Monday, Feb. 18, 1935

Roosevelt Flayed

Editor Lewis Oliver Hartman of Zion's Herald, 112-year-old voice of Methodism in New England, had heard no "call to prayer from the pen of the present President of the United States." He felt "impressed with the crying need of such a summons at a time like this." So Editor Hartman printed on the cover of his last week's issue a call to prayer by Abraham Lincoln and on his editorial page he sorrowfully flayed Franklin D. Roosevelt.

"To be sure," wrote Editor Hartman, "there is here and there a little lip-service to the Almighty and upon occasion the President worships in a historic Washington church. Doubtless in his private life he recognizes an Unseen Power. But we cannot forget that Franklin D. Roosevelt inaugurated his term, not by any provision to quench the spiritual thirst of the American people with the water that springs up into eternal life, but with the unloosing of the liquor evil. . . ."

Calling the President's efforts to end unemployment a "noble ministry," Editor Hartman nevertheless declared: "But the whole task of reconstruction has been conceived in materialistic terms. God has been left out. We do not mean by this that His name has not been mentioned, but that there has been a strange and persistent failure to recognize those higher spiritual meanings and values for which the word 'God' stands.
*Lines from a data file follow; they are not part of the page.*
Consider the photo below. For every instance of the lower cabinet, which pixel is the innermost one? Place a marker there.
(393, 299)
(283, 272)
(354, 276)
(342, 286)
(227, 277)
Although there are 60,000,000 church members in the United States of America, when has Franklin D. Roosevelt issued an earnest and arresting call . . . for their help in the present crisis? . . . To what extent has the President consulted with churchmen in the course of his interminable conferences with big business men and labor leaders scrambling for material advantage?"

Concluded Editor Hartman : "The President has not yet caught up with the social creed of the churches. He is dillydallying with the profitmakers. . . ."

On Zion's Herald's cover was a proclamation issued by Abraham Lincoln in 1863.* In this, one of at least three calls to prayer uttered by President Lincoln, he reminded the nation that "we have grown in numbers, wealth, and power as no other nation has ever grown; but we have forgotten God." Indeed, wrote the President, "may we not justly fear that the awful calamity of civil war which now desolates the land may be but a punishment inflicted upon us for our presumptuous sins? . . ."

Accordingly Abraham Lincoln designated April 30, 1863 as a day of "national humiliation, fasting and prayer." Citizens were to abstain from secular pursuits "and to unite at their several places of public worship and their respective homes in keeping the day holy to the Lord." Concluded the proclamation: "All this being done in sincerity and truth, let us then rest humbly in the hope authorized by the divine teachings, that the united cry of the nation will be heard on high. . . ."

*Abraham Lincoln never joined a church. Said he: "Whenever I find a church that takes as its creed, 'To love God with all one's heart and soul and strength and mind and one's neighbor as himself,' I will join that church."